Una patria con olor a carne seca al sol y meado en la calle de arena. Una patria de océano helado para resistir el calor tropical. La patria de la música y el baile, dónde cualquier cosa es motivo de fiesta, y la añoró más que nunca, al punto de comenzar a llorar. Desconsolada por el amor cobarde, sólo derramó lágrimas por la valiente patria perdida.

Y tú.

Y tú me llamas indecisa, después de decirme que tienes miedo de que me enamore de ti.
Y deseo preguntarte.
Si acaso no te enamoraste de mí en secreto, y tuviste miedo hasta de tu pensamiento.
Me tutelas, presuponiendo que no debo sufrir por tu amor, y por ello me desprecias.
Y deseo decirte.
Que soy mayor de edad emocionalmente. Que si me enamoro de alguien no es necesario que me correspondan, pues hasta ahora sólo encontré mentira y acomodo. Que si sufro por amor es asunto mío, y que si no me amas o no te atreves a hacerlo, yo resolveré mis problemas como he hecho siempre.
¿Indecisa? ¿Quién decidió que yo fuera arrojada a una selva de hombres que se creen en el derecho de decidir por mí, lo que me hará bien y lo que no?
Y a ti que me has llamado indecisa te digo:
Que no necesito las migajas de tu compañía, que son saciadas con creces por el amor que le tengo a la amistad y la buena compañía, de las que ando sobrada.
Te digo que si te abruma mi talento y mi carácter, no eres el hombre que busco ni siquiera para un minuto de sexo lujurioso y que seguiré adelante sola, como siempre.
Definitivamente me alegra restar en soledad por siempre, si la alternativa es estar acompañada por alguien como tú.
Y yo te llamo Fraude.
Fraude por presuponer que debes tratarme con dulzura para llegar hasta mi ropa interior, si luego destruyes mi corazón lanzándome a la cara palabras peores que puñetazos.

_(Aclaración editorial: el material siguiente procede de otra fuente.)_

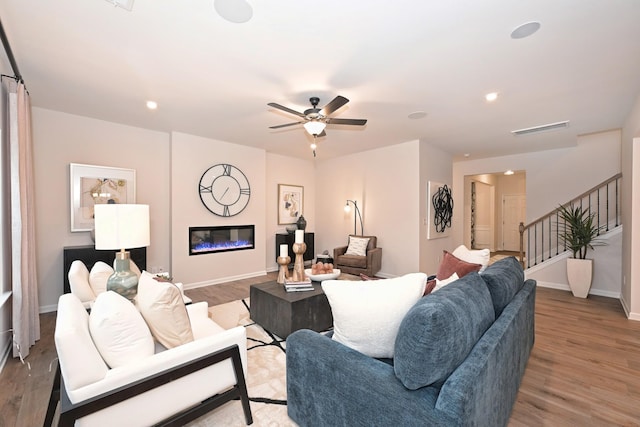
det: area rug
[188,298,297,427]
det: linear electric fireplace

 Te llamo Fraude por creer que eres un hombre cuando tienes el vestido de Supermán ajado, de tanto presuponer. Fraude, de niño caprichoso con la melena al viento, que se cree hombre para decidir cuándo debo sufrir o ser amada. Definitivamente, estoy mejor sin tutoriales de cómo ser mujer, porque lo soy desde hace miles de años.